Me sventurato, se non sapessi approfittare delle
mie funzioni per riconoscere le vostre esigenze, o se rimanessi sordo alla voce
che mi fanno udire i sacri oggetti che mi circondano: altare, confessionale,
fonte battesimale, vasi, tessuti ed ornamenti sacri. «Imitamini quod tractatis»45.
«Purificatevi, perché portate i vasi del Signore» (Is. 52, 12). «Offrono a Dio
incenso e pane, pertanto devono essere santi» (Lev. 20, 6).

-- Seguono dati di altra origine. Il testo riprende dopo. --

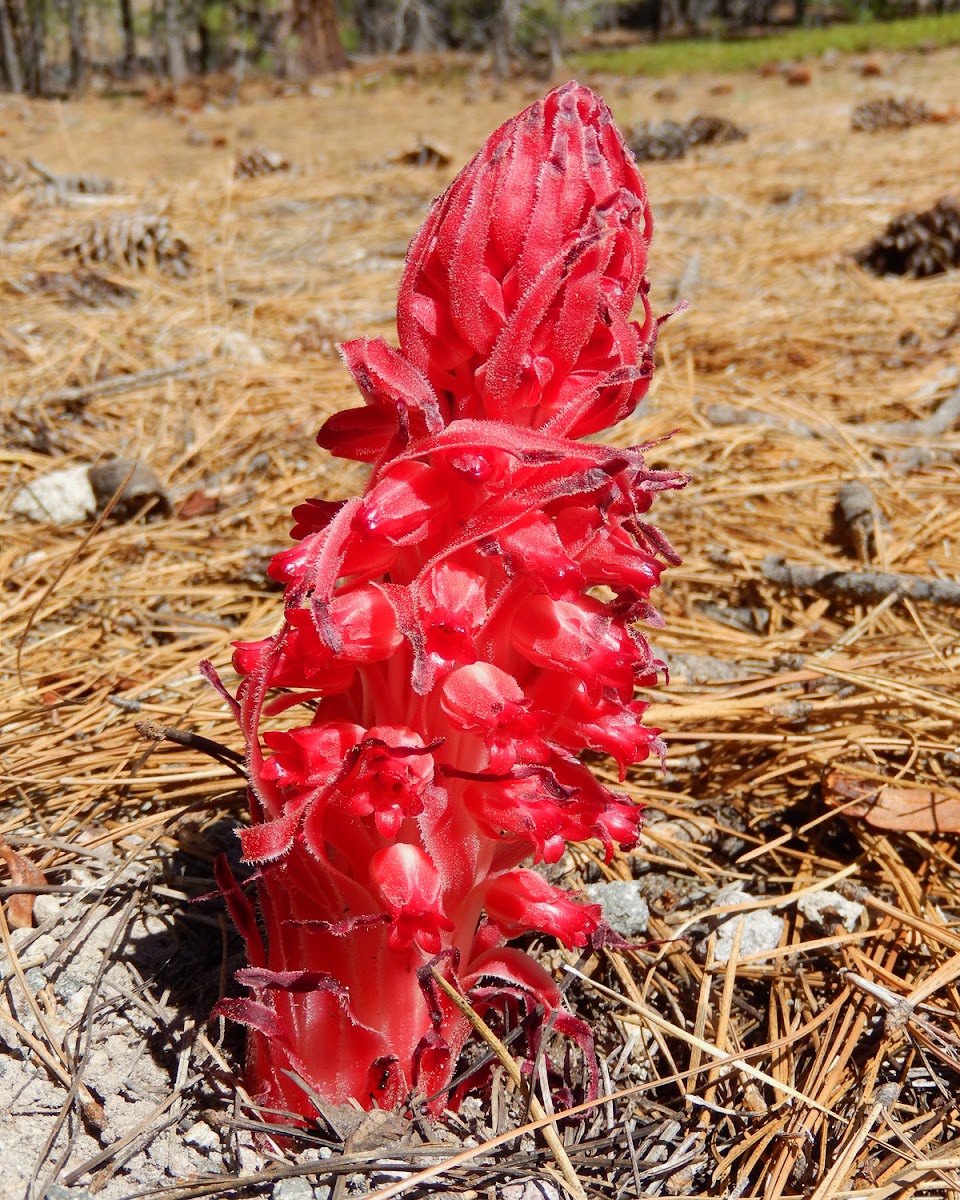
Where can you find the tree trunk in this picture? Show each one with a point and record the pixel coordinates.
(76, 23)
(30, 55)
(177, 57)
(315, 22)
(12, 69)
(130, 40)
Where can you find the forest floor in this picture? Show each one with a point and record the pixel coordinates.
(793, 1027)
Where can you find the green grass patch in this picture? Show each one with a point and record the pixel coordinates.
(747, 54)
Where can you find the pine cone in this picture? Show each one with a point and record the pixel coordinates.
(657, 142)
(258, 162)
(12, 177)
(717, 131)
(917, 244)
(889, 113)
(135, 240)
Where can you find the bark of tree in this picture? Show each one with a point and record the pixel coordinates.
(30, 55)
(130, 40)
(315, 22)
(177, 57)
(76, 23)
(12, 70)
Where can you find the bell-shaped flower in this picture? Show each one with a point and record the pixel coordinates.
(522, 900)
(387, 778)
(409, 887)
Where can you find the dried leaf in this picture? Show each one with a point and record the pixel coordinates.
(888, 807)
(22, 871)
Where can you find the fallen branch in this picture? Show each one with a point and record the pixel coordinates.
(114, 385)
(941, 420)
(858, 585)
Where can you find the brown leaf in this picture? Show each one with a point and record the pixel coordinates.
(22, 871)
(889, 807)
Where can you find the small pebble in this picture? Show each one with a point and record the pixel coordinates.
(202, 1137)
(295, 1188)
(760, 930)
(623, 905)
(828, 909)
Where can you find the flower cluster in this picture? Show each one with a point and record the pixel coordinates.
(459, 635)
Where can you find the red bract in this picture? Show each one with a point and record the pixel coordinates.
(456, 637)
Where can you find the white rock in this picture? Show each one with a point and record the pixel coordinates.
(828, 909)
(295, 1188)
(760, 930)
(202, 1137)
(240, 347)
(529, 1189)
(60, 497)
(623, 905)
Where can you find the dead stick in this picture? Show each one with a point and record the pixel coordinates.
(940, 421)
(551, 1135)
(858, 585)
(113, 385)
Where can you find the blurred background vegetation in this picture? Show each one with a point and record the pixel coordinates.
(64, 47)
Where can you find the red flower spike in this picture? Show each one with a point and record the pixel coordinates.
(413, 729)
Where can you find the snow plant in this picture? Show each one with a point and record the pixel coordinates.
(456, 637)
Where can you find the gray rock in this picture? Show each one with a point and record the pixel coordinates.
(829, 909)
(760, 930)
(529, 1189)
(295, 1188)
(623, 905)
(202, 1137)
(60, 497)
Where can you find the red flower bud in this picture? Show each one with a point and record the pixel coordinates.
(413, 726)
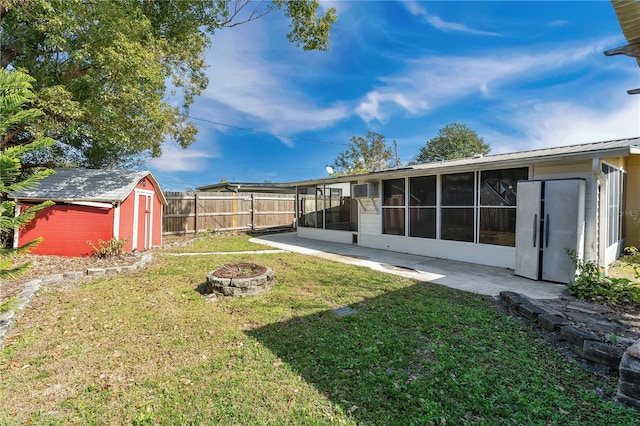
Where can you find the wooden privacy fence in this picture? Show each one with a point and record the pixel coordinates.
(189, 212)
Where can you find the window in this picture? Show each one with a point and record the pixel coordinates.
(327, 206)
(337, 210)
(498, 199)
(393, 207)
(310, 208)
(457, 212)
(615, 199)
(422, 207)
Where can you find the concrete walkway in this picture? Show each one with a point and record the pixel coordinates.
(459, 275)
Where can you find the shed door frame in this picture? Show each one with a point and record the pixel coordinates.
(147, 225)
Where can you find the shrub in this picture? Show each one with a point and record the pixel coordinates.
(591, 284)
(111, 248)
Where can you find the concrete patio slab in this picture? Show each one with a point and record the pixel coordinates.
(469, 277)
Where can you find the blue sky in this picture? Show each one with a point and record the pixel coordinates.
(523, 75)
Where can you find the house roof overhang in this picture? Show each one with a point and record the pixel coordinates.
(74, 186)
(557, 155)
(628, 14)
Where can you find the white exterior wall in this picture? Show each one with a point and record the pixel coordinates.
(578, 170)
(369, 221)
(370, 226)
(345, 237)
(370, 235)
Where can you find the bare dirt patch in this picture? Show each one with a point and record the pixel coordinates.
(42, 266)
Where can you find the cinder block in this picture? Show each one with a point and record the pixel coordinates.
(73, 275)
(530, 311)
(632, 402)
(576, 337)
(632, 390)
(552, 322)
(95, 272)
(602, 353)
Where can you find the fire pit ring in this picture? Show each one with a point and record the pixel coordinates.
(240, 279)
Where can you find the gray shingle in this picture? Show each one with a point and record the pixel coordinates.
(84, 185)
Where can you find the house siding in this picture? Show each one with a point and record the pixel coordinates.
(578, 170)
(66, 229)
(632, 210)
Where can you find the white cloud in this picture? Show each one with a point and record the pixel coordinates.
(431, 81)
(248, 83)
(438, 23)
(176, 159)
(548, 124)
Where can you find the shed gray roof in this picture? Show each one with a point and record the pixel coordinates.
(580, 152)
(99, 185)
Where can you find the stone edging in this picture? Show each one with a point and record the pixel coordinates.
(30, 288)
(586, 345)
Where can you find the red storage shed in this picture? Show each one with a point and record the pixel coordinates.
(93, 205)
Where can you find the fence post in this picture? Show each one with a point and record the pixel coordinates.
(253, 210)
(195, 211)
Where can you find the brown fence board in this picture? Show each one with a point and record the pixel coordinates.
(224, 211)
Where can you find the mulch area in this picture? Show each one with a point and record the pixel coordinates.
(623, 321)
(600, 319)
(42, 266)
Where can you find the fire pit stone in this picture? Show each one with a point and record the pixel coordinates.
(240, 279)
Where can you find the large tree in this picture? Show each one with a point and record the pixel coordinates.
(108, 73)
(15, 113)
(453, 141)
(364, 154)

Sarei ancor meno scusabile se restassi sordo a
questi richiami, o Gesù, perché ognuna delle mie funzioni è occasione di una
grazia attuale che mi offrite per modellare l’anima mia a vostra immagine e
somiglianza.
E’ la Chiesa che richiede questa grazia; è il
suo cuore sollecito di rispondere alla vostra attesa, che ha cura di me come
della pupilla dell’occhio; è essa che, prima della mia ordinazione, mi ha fatto
risaltare le gravi conseguenze della mia identificazione con Voi:
«Imponi, o Signore, al mio capo l’elmo della
salvezza (...) Cingimi col cingolo della purezza (...) affinché mi perdoni
tutti i miei peccati. Fa ch’io aderisca sempre ai tuoi comandi e non permettere
che mi separi mai da Te», eccetera. Non sono più solo a rivolgere queste
richieste in mio favore, ma sono tutti i veri fedeli, tutte le anime fervorose
a Voi consacrate, tutti i membri della gerarchia ecclesiastica, che fanno
propria la mia povera preghiera. E’ il loro grido che si leva verso il vostro
trono; è la voce della vostra Sposa quella che vi giunge. E se i vostri
ministri, essendo risoluti a conseguire la vita interiore, adeguano i loro cuori
alle loro funzioni, queste suppliche rivolte da loro in nome della vostra
Chiesa vengono sempre esaudite da Voi.
Anziché escludermi con la mia negligenza
volontaria dai suffragi che io indirizzo al Padre vostro per la comunità dei
fedeli, in occasione Messa e nell’amministrazione dei Sacramenti, io voglio
approfittare di tali grazie, o Gesù. Ad ogni mio atto sacerdotale aprirò
pienamente il mio cuore alla vostra azione e allora Voi vi infonderete i lumi,
le consolazioni e le energie che, nonostante gli ostacoli, mi permetteranno
d’identificare i miei giudizi, affetti e deliberazioni ai vostri, come il
sacerdozio m’immedesima con Voi, o Sacerdote Eterno, quando per mio mezzo vi
rendete Vittima sull’altare, o Redentore delle anime.